John Yates Didn’t Do Anything

The ‘I’ in IPCC looks increasingly inconsequential.  An investigation into a decent enough, but highly overpaid cop who had already resigned has turned up no turnips.  The real questions go uninvestigated and concern a criminal justice system not fit for purpose, with too many chiefs (providing inadequate supervision) and not enough Indians.

Problems with our institutions are taking place in the malevolent influence of debt and those who have cornered power through it,  In all this, our language has collapsed.  Debt used to be about the obligation to repay reasonable amounts borrowed against reasonable ability to repay – now I’d need to write an article to begin to explain.  There’s one here - http://www.levyinstitute.org/pubs/wp_592.pdf - but most can’t be bothered.  Good policing used to be about preventing crime and keeping the peace.  This too has gone the way of all verbosity,

What we need is Dirty Harry – but you can be sure we’d screw up and arm himwith a blunted pencil!  With democracy ripped off by some rich bastards we come up with IPCC investigations into trivia and what are really footling enquiries into the News of the Screws when we’ve been taken into wars we don’t want and don’t understand by utter chavs like Blair.

The awful reality is that nothing happened when Stevenson and Yates resigned and I suspect this is because they did remarkably nothing much because this is what life has come to be about – doing nothing much.  None of us contributed much to the mad, religious economics that lets a few rich trouser most of the spoils, and the “brilliant” CEOs and the rest all turn out not to have known anything about what’s been going on when some glimmer of truth crawls out from under the carpet,

There’s plenty of stuff that needs doing, but instead of being able to organise that we engage in mad rituals as surely as Easter Islanders building statues and destroying the wood needed for boat building.  I’m for sacking anyone ‘earning’ more than £80K a year and sending them on compulsory voluntary service overseas.  I suspect we wouldn’t miss them, just as the Met won’t miss Yates and Stephenson – not because they weren’t decent men but because they were and were just doing their bit.  The problem is that the gross injustice of the rich world has moved in on the solid values we expect and we have started to use all kinds of false justification for the vast salaries paid to the ‘gods’.

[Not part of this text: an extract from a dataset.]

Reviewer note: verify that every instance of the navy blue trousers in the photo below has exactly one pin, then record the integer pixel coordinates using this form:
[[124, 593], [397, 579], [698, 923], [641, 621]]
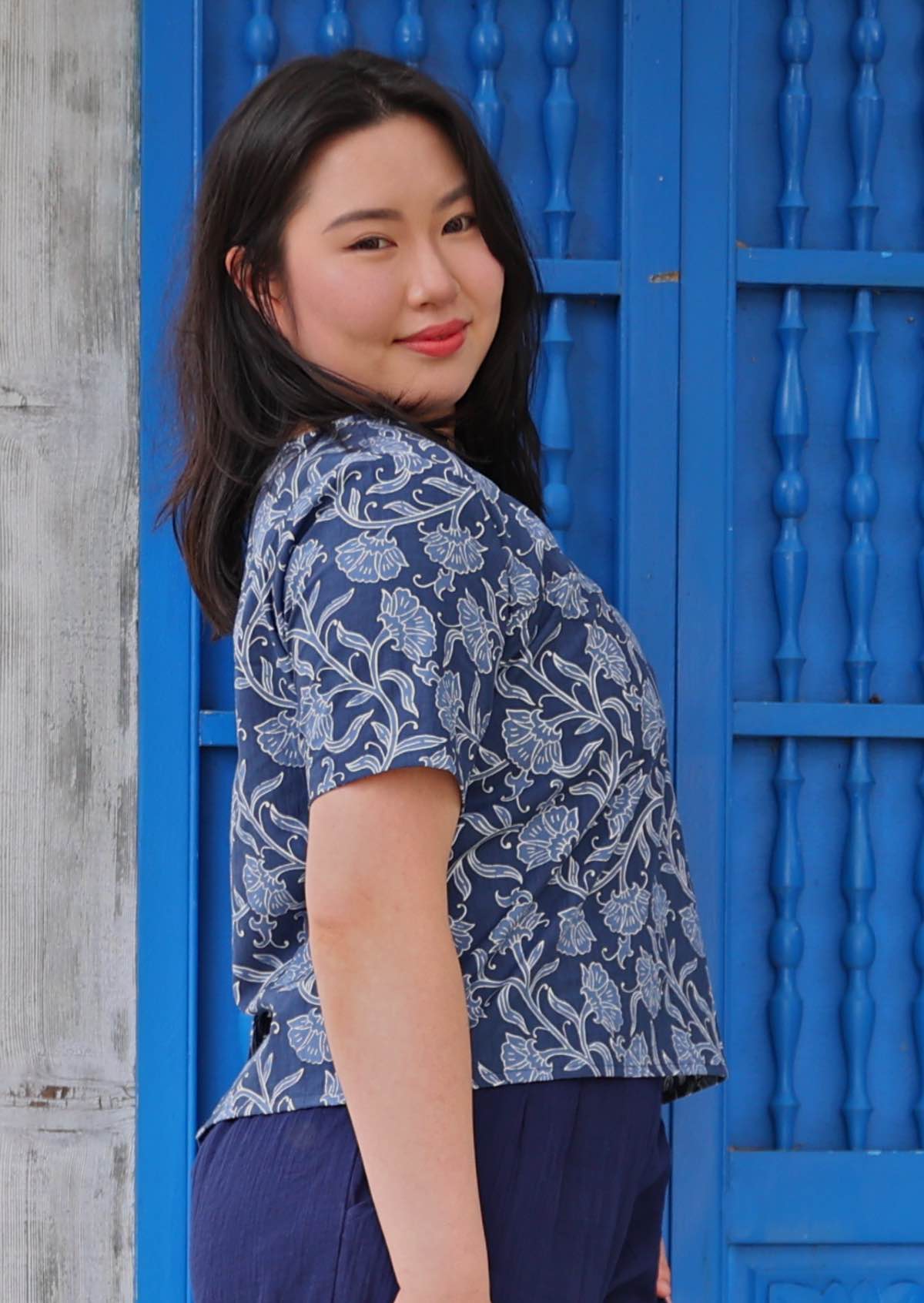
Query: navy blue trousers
[[572, 1177]]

I think it’s time to get back to being ordinary – John Yates seemed a very ordinary man to me – and putting an end to celebrity through money.  Good leadership is valuable, but we’re pretending we can get it by paying for it – and this is a myth,  Someone at the IPCC should have stood up and stopped the investigation into the passing on of a cv in its tracks.  But why should we expect anyone to show some decency and determination when our ‘great leaders’ pray at the feet of the gods of the free-lunch economy in which debts larger than all we transact ‘produce’ what we ‘need’?  We’re in the hands of lunacy and need to be shocked out of it.  This is clear when we can’t stop kids being bullied at school but can investigate an instance of nothing that wouldn’t matter anyway.